A.A.
Oluşturulma Tarihi: Haziran 01, 2007 14:21
Sanayi ve Ticaret Bakanlığı Tüketicinin ve Rekabetin Korunması Genel Müdürü Özcan Pektaş, konut almak isteyen tüketicileri, “faiz oranına göre değil, yıllık maliyet oranına bakarak hangi bankadan kredi kullanacağına karar vermeleri” konusunda uyardı.
Pektaş, konut finansman sisteminden bakanlık tarafından yayımlanan tüketici bilgilendirme formalarına ilişkin yönetmelikler hakkında bilgi vermek üzere düzenlediği basın toplantısında, bilgi formalarının kredi sözleşmelerinin ayrılmaz bir parçası olduğunu vurgulayarak, “Tüketici, bilgi formlarını, satır satır, kelime kelime okumalı” dedi.
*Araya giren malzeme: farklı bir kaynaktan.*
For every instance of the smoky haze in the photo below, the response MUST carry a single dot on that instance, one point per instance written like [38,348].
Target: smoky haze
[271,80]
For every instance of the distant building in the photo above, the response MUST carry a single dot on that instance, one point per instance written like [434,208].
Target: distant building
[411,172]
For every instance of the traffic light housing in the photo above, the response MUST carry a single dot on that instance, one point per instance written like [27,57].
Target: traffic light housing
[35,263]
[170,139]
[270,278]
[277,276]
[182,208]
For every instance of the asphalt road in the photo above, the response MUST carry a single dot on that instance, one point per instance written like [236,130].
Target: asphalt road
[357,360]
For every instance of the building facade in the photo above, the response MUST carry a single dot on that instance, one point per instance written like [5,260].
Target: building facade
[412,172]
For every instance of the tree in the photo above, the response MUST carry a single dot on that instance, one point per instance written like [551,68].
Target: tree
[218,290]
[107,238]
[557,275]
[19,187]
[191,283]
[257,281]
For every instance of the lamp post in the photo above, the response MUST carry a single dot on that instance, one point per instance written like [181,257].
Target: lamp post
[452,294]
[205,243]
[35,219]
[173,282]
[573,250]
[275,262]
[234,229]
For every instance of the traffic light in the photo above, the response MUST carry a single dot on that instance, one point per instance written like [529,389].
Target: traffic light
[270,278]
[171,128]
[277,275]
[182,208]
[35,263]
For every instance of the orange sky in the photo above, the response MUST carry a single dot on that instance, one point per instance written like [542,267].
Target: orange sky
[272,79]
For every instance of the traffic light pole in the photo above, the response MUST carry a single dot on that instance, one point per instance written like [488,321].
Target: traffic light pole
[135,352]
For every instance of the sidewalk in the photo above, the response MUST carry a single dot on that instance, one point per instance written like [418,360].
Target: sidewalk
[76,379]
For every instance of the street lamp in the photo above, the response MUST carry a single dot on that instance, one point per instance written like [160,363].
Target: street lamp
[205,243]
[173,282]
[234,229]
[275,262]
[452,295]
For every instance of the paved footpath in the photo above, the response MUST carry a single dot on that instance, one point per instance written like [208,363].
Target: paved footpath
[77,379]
Finansman kuruluşlarının, kredi kullandırırken, faiz dışında, “dosya ücreti, ekspertiz ücreti, idari ve hukuki giderler” gibi değişik adlar altında ücret aldığına, bunların kredi maliyetini etkilediğine işaret eden Pektaş, “Söz gelimi bazı bankalar 500 YTL dosya, 500 YTL ekspertiz ücreti alıyor, bazıları daha düşük alıyor. Tüketiciler, sadece kredinin faizine değil, maliyetine de bakmalı. Finansman kuruluşları, faiz dışında, kredinin toplam maliyetinin ne olacağı konusunda da tüketiciye bilgi verecek” diye uyarıda bulundu.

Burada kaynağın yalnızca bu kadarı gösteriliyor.